IST-Magazine India Sets Year-on-Year Targets to Reach Ambitious 2022 Solar Goal
India Sets Year-on-Year Targets to Reach Ambitious 2022 Solar Goal
In 2014, India’s Prime Minister Narendra Modi announced a goal to increase solar power capacity to 100 Giga watts (GW) by 2022—five times higher than the previous target. The 2022 target is extremely ambitious (the world’s total installed solar power capacity was 181 GW in 2014) and would make India a global leader in renewable energy. Moreover, Piyush Goyal, India’s Minister of State (IC) for Power, Coal and New & Renewable Energy, recently said that India aims to achieve its 100 GW solar target as early as the end of 2017.
India’s total installed solar power capacity stands at 5.8 GW, so the country will need to significantly ramp up the pace of solar capacity additions, from an average 4 GW per year to 15+ GW per year to meet the 2022 target. Critics have been skeptical, citing hurdles like poor transmission infrastructure and lack of access to finance. Yet recent signs show that the country is starting to make serious progress on how it will achieve its lofty solar goals.
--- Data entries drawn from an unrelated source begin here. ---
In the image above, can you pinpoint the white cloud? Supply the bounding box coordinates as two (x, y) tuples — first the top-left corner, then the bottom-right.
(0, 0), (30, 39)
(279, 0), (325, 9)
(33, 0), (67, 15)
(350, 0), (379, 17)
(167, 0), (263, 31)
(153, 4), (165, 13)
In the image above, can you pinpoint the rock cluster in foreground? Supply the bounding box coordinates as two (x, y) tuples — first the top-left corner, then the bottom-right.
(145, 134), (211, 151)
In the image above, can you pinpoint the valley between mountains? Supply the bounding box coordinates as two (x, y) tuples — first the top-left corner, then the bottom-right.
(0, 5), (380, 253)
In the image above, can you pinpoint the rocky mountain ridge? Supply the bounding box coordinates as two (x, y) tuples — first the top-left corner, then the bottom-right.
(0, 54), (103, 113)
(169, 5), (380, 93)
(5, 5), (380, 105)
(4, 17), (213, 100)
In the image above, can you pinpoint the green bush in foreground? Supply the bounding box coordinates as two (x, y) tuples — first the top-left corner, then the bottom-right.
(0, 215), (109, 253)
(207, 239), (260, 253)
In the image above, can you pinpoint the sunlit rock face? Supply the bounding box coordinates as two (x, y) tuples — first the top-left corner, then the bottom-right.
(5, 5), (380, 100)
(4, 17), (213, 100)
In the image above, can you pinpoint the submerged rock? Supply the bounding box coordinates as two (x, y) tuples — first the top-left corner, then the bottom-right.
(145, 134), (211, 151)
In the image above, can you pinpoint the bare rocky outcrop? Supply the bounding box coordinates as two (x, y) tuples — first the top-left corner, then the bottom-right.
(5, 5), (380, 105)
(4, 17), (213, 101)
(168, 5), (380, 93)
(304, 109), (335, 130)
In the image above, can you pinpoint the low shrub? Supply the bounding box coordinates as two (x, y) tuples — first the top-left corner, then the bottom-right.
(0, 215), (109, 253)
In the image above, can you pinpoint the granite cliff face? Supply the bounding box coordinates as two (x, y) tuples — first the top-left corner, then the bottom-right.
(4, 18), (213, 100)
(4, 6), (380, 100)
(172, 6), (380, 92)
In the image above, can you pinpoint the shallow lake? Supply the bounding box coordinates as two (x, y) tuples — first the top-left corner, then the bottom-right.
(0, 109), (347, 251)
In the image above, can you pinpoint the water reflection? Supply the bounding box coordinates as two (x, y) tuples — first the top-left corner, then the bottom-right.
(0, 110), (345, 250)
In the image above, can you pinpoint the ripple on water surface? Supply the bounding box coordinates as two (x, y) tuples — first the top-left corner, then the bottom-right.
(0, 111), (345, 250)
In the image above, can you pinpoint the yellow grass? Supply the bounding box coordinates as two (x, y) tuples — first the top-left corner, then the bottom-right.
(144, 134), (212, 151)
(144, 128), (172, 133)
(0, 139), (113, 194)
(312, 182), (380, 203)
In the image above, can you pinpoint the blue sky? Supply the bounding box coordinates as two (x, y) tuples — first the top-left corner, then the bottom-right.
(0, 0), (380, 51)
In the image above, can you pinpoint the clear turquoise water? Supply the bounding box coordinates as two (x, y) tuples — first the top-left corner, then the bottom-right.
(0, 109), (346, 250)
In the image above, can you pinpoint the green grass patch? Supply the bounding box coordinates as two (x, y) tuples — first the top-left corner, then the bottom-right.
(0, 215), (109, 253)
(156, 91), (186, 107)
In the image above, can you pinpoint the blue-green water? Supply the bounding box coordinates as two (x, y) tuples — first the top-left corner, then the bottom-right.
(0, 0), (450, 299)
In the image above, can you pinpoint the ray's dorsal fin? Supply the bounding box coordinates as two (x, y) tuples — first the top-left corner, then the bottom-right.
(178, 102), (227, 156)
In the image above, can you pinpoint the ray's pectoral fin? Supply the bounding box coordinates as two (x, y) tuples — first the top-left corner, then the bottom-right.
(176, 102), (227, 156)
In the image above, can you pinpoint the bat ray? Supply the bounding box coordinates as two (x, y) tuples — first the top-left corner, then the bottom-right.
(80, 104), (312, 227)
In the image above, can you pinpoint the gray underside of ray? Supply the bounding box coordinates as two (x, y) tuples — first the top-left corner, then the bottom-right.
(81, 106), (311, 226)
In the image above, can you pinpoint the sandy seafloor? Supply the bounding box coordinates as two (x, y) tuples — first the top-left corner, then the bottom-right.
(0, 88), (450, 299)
According to the targets, India will add 12 GW of new solar power capacity this fiscal year, and add 15 GW and 16 GW of new solar capacity in FY2018 and FY2019, respectively. This will also bring the country closer to the government’s commitment of providing 24-hour electricity to all Indians by 2019.
Next Steps
Although India is on track to achieve its annual solar capacity addition target for this financial year, the government will need to do more in subsequent years to ensure that its targets are met. This is important not only for its solar commitment, but also for its national energy and climate change commitments–installing 175 GW of total renewable power capacity by 2022, and increasing the share of non-fossil-based power capacity from 30 percent today to about 40 percent by 2030 (with the help of international support). While the Indian government has taken positive steps to support the supply of solar on the grid, it should now also focus its attention on the demand for solar energy, by developing solutions that provide the private sector with access to affordable solar. These solutions must support distributed and off-grid generation systems, as well as the adoption of storage technologies—both of which are necessary to reach India’s ambitious solar goals.